Na obra, aprendemos sobre as ñatitas de La Paz, com seus poderes mágicos, e sobre os modernos columbários no Japão, que se preocupam com estratégias para minimizar a epidemia de kodokushi — palavra que nomeia as “mortes solitárias”: porque há muitas pessoas idosas que morrem sem que haja alguém para encontrar seus corpos ou, posteriormente, ir orar em seus túmulos. “Há até empresas especializadas contratadas por senhorios para limpar o que ficou depois de um kodokushi”, comenta a autora.
Em Confissões do crematório, o aspecto multicultural não é tão denso, mas mesmo assim podemos descobrir, por exemplo, que “quando uma morte acontece na ilha indonésia de Java, a cidade toda é obrigada a comparecer ao funeral. O corpo é desnudado, o maxilar é fechado com um pano amarrado ao redor da cabeça e os braços são cruzados sobre o peito. Os parentes mais próximos do falecido lavam o corpo, segurando o cadáver no colo, posicionando-o de forma que os vivos também ficam encharcados com a água. A ideia de aninhar os mortos dessa forma, de acordo com o antropólogo Clifford Geertz, ‘se chama ser tegel — ou seja, ser capaz de fazer uma coisa detestável, abominável e horrível sem hesitar, seguir em frente apesar do medo e da repulsa interiores’. As pessoas de luto executam esse ritual para ficarem iklas, distanciadas da dor. Abraçar e lavar o cadáver permite que elas encarem o desconforto de frente e sigam para um lugar em que ‘seus corações já estejam livres’”.

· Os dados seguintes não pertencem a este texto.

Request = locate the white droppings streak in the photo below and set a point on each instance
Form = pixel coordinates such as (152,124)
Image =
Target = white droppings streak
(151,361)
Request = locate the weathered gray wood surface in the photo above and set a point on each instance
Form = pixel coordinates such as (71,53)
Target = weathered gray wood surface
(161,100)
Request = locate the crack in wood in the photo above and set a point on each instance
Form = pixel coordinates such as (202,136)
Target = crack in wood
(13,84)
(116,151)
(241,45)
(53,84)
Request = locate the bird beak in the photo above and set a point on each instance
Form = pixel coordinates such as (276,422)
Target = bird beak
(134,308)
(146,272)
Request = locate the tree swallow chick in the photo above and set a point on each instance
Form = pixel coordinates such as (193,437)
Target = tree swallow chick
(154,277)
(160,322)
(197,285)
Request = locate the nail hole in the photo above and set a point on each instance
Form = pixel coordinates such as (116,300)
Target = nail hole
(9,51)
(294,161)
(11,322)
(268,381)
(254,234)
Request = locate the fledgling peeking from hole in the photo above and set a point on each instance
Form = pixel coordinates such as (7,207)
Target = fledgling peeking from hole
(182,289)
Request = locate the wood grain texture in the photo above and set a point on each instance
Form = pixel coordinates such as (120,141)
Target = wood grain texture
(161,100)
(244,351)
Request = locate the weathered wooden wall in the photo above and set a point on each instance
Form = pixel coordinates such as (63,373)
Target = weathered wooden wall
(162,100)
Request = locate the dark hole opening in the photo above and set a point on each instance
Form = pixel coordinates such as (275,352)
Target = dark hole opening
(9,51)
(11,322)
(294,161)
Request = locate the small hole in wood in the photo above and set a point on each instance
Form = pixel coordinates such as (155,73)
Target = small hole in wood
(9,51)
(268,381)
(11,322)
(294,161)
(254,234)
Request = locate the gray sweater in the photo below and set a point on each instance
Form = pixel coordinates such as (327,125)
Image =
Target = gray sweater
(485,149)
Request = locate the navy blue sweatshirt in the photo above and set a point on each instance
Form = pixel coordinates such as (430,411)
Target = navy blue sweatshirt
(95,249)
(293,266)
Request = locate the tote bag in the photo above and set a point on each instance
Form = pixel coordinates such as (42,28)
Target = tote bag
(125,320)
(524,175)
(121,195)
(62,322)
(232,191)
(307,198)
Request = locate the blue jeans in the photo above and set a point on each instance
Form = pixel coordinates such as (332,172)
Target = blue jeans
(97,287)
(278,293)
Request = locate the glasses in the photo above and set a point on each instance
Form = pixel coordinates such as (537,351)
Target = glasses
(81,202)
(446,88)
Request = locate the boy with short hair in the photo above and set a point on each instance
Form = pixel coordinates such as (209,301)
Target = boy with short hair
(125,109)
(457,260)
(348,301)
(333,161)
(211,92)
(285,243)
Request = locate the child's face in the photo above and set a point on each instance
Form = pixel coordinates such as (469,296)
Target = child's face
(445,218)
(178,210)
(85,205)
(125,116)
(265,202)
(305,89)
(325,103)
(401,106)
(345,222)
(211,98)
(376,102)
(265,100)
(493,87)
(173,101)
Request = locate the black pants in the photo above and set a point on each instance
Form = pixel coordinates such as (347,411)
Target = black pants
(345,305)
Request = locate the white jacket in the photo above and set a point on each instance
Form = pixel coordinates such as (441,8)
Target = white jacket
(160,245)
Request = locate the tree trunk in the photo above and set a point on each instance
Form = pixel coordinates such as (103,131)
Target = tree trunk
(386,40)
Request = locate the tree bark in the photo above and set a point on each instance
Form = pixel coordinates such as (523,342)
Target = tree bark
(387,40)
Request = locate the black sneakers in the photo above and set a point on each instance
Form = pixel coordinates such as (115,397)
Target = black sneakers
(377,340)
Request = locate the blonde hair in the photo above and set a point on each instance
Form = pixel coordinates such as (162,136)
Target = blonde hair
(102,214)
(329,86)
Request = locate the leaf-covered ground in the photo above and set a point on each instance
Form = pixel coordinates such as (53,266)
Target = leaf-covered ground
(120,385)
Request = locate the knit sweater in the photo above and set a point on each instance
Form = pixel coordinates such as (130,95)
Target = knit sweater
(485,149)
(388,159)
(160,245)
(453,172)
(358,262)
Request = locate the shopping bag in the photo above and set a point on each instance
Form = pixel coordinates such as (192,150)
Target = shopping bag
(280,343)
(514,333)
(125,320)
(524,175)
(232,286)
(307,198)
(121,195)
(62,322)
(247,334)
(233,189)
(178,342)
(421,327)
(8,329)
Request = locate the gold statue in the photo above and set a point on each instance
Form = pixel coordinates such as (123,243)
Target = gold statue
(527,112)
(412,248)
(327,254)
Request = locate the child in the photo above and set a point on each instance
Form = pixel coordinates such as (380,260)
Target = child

Doughty questiona o constrangimento que o luto traz — justamente porque não aprendemos a lidar com esse tema. Além disso, numa sociedade tão voltada para a ambição e o “sucesso” como a nossa, conviver com alguém que pareça mergulhar demais na própria perda tende a provocar, em vizinhos, colegas de trabalho e até na própria família um desconforto que gera segregação.
Há muitos estudos em psicologia voltados para a efetivação do luto (recordo aqui apenas o trabalho de Elizabeth Kübler-Ross), mas o tema persiste sendo um tabu ocidental. Conforme Caitlin Doughty comenta em seus livros, “nós escolhemos continuar vendados, no escuro em relação às realidades da morte. No entanto, a ignorância não é uma bênção — é só um tipo mais profundo de pavor”.